### Product Categories Analysis
#### 1. Proportion of revenue levels per tag
#### 2. Mean, standard deviation, median dollar value per tag
#### 3. Transaction frequency per tag

To do:
1. Number of unique merchants/consumers per tag - Andrew
2. Age distribution by tag (add visualization) - Andrew
3. Consumer income distribution by tag (add visualization) - Andrew
4. Take rate * Dollar_Value - Andrew
5. Unique SA2 per merchant - Patrick
6. Analyze buying power (transaction frequency and monetary value) of SA2, possibly ranking weights to merchants by SA2 - Patrick
 6.1 Add SA2 (Income, Age and Buying Power) Geospatial Visualization - Nadya
7. Finalize features to use -> find correlation between features

### Analysis by Tag

In [1]:
import pandas as pd
import numpy as np
import seaborn as sns
import geopandas as gpd
from datetime import datetime
import matplotlib.pyplot as plt
%matplotlib inline

import geopandas as gpd
import folium
from pyspark.sql import SparkSession, Window, functions as F
from pyspark.sql.functions import countDistinct, col, date_format
import numpy as np
import pyspark.sql.functions as func
from pyspark.sql.types import (
    StringType,
    LongType,
    DoubleType,
    StructField,
    StructType,
    FloatType
)

import warnings
warnings.filterwarnings("ignore")



In [2]:
# Start Spark Session
spark = (
    SparkSession.builder.appName("MAST30034 Project 2 BNPL")
    .config("spark.sql.repl.eagerEval.enabled", True) 
    .config("spark.sql.parquet.cacheMetadata", "true")
    .config("spark.sql.session.timeZone", "Etc/UTC")
    .config("spark.driver.memory", "4g")
    .config("spark.executor.memory", "8g")
    .getOrCreate()
)

22/09/15 14:15:13 WARN Utils: Your hostname, Jas-Mins-MacBook-Pro.local resolves to a loopback address: 127.0.0.1; using 172.20.10.9 instead (on interface en0)
22/09/15 14:15:13 WARN Utils: Set SPARK_LOCAL_IP if you need to bind to another address


Setting default log level to "WARN".
To adjust logging level use sc.setLogLevel(newLevel). For SparkR, use setLogLevel(newLevel).

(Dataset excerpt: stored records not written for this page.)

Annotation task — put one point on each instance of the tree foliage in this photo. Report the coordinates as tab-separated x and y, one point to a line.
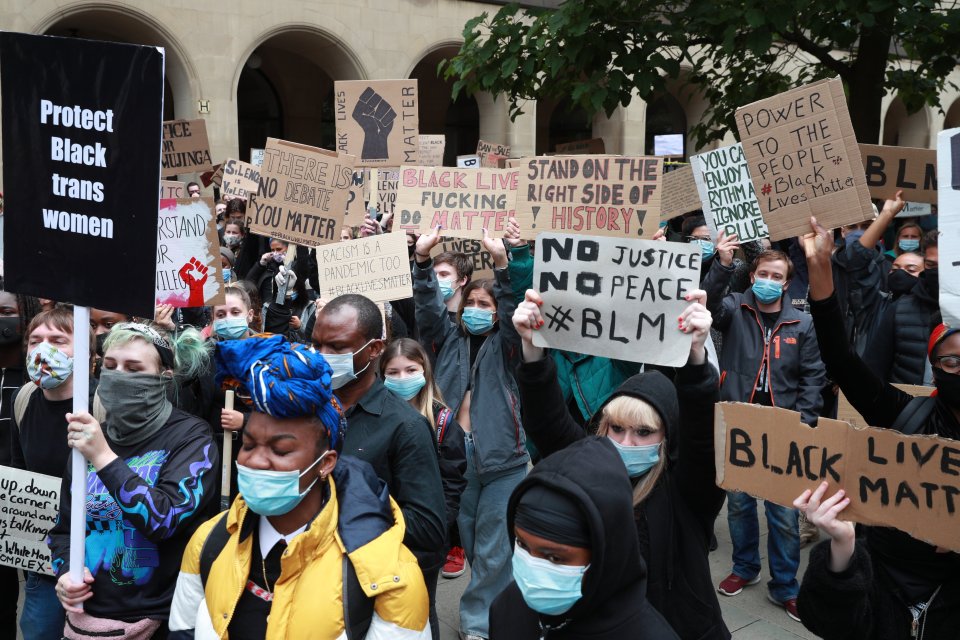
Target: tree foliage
601	53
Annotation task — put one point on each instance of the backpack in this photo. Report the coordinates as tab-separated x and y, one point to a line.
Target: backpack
357	607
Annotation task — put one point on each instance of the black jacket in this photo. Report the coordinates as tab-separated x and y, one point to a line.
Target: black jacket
612	605
676	519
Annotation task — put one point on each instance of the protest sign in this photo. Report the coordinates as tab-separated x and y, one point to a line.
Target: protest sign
615	297
948	190
593	146
463	201
431	150
596	195
729	201
81	205
804	159
302	195
29	505
188	254
892	168
907	482
378	121
376	267
185	147
679	193
173	189
239	179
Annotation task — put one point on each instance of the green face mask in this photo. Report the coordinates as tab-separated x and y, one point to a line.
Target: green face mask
136	405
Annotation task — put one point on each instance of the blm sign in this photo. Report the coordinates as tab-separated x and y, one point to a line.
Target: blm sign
82	123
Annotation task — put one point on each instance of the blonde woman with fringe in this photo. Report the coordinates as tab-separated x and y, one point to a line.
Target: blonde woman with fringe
663	433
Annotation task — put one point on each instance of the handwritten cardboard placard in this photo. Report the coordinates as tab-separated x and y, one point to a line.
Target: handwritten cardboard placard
948	160
614	297
188	254
376	267
302	195
29	505
596	195
185	147
463	201
240	179
729	201
907	168
804	159
431	150
378	121
892	480
680	194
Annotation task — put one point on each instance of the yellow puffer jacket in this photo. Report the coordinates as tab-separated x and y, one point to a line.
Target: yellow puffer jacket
308	597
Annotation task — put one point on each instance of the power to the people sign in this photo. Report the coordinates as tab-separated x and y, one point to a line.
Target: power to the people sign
82	125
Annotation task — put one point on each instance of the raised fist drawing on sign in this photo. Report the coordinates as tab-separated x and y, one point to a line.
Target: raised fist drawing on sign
375	116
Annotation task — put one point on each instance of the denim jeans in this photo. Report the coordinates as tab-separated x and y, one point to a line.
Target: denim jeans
483	531
43	615
783	543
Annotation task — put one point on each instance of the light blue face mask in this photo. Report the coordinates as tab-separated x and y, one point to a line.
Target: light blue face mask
546	587
638	460
477	321
407	388
231	328
273	493
767	291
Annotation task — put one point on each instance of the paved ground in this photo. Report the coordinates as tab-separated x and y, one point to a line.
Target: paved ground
749	616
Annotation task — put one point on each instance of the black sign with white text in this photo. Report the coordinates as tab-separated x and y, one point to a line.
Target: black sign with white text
82	125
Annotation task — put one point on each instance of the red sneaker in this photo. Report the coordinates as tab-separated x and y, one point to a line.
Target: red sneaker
455	560
734	584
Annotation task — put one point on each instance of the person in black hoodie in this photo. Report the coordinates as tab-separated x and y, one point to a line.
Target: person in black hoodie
650	421
575	574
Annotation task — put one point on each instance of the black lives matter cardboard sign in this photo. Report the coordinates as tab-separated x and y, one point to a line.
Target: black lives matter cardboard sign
82	123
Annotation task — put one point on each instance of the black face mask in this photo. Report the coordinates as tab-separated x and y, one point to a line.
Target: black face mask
10	331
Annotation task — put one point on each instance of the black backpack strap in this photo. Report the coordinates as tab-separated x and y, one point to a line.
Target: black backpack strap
357	607
212	546
915	415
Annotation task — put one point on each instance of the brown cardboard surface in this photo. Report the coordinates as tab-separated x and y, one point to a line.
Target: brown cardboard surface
907	482
592	195
378	121
891	168
462	201
302	195
804	159
185	148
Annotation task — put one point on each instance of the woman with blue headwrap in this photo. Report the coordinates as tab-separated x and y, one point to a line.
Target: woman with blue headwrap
312	547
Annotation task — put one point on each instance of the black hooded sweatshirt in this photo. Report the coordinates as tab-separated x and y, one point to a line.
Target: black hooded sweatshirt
674	522
613	605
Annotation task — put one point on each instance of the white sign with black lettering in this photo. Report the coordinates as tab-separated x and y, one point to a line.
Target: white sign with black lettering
615	298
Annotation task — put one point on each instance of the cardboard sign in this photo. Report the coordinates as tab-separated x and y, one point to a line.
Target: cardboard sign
431	150
948	160
29	505
378	121
614	297
907	168
729	202
173	189
376	267
892	480
188	254
240	179
302	195
185	147
595	195
81	134
593	146
463	201
679	193
804	159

22/09/15 14:15:14 WARN NativeCodeLoader: Unable to load native-hadoop library for your platform... using builtin-java classes where applicable


In [3]:
# load BNPL dataset
consumer = spark.read.csv("../data/tables/tbl_consumer.csv", header=True, sep="|")
details = spark.read.parquet("../data/tables/consumer_user_details.parquet")
merchants = spark.read.parquet("../data/tables/tbl_merchants.parquet")

In [4]:
# load all transactions datasets
paths=['../data/tables/transactions_20210228_20210827_snapshot',
       '../data/tables/transactions_20210828_20220227_snapshot']

first = 1
for path in paths:
    if first:
        transactions = spark.read.parquet(path)
        print(f'added {path.split("/")[3]}')
        first = 0
    else:
        append_transactions = spark.read.parquet(path)
        transactions = transactions.union(append_transactions)
        print(f'added {path.split("/")[3]}')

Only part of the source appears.